I remember that the hallway was very white, that March held my hand all along, until I closed my eyes and dreamed. I came out of the operating room with a bald spot and twenty-nine grams lighter.

The dream lasted another five days, my mind wandering in a place that wasn’t death but wasn’t yet life. March watched me dream and waited for me to find my way back to him, surviving on hospital meals and crosswords. I was reportedly carted out of my room at the clinic on the sixth day. I remember nothing of that, but that’s okay. Eight months of retrograde amnesia has the merit of putting that kind of minor disagreement in perspective. I’m a survivor: now all three parts of The Hangover sound like a joyride to me.

I have vague memories of March making a phone call after the ambulance ride, of his voice speaking over the phone in French to someone and telling them that I was getting dehydrated, and I wasn’t fully comatose because my eyes would occasionally flutter open, but I still wouldn’t move or speak, and he was worried.

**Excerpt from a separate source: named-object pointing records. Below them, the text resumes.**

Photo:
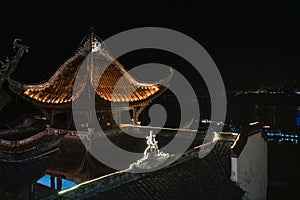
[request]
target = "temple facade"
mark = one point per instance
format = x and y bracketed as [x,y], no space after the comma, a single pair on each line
[55,96]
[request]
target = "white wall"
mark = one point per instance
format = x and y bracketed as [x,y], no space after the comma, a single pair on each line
[252,168]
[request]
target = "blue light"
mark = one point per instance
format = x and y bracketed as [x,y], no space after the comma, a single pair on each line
[45,180]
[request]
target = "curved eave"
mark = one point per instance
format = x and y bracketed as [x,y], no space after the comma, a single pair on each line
[102,101]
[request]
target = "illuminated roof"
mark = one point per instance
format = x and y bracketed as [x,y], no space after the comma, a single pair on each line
[58,90]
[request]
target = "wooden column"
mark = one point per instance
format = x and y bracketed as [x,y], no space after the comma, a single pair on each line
[52,182]
[134,115]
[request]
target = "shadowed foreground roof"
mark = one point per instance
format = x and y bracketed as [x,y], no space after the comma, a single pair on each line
[58,90]
[188,178]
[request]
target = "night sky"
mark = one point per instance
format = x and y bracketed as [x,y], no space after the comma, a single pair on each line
[250,42]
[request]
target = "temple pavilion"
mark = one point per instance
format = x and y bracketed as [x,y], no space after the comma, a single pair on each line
[54,96]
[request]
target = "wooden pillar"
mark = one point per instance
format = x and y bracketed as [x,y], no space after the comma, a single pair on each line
[52,182]
[31,191]
[117,115]
[59,183]
[69,119]
[51,118]
[134,115]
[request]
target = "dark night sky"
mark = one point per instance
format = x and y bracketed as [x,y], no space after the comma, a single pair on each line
[250,42]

What I do know for sure is that on the dawn of the seventh day, I blinked awake, for good this time. The first thing I saw was March’s back, clad in his usual white shirt—wrinkles in the cotton suggested an end-of-the world situation, but the room was actually quiet. I lay on my side, in a large bed, buried under a gray comforter. The whole thing felt as fluffy as my brain as I blearily took in my surroundings. I stared up at the intricate floral moldings decorating the ceiling, then down at the chevron parquet and marble fireplace at the other end of what looked like a nearly empty bedroom. I wanted to scratch my skull under the gauze taped to my nape, but I feared that my brain might leak out in some horrific and never-before-recorded medical accident. I decided against it.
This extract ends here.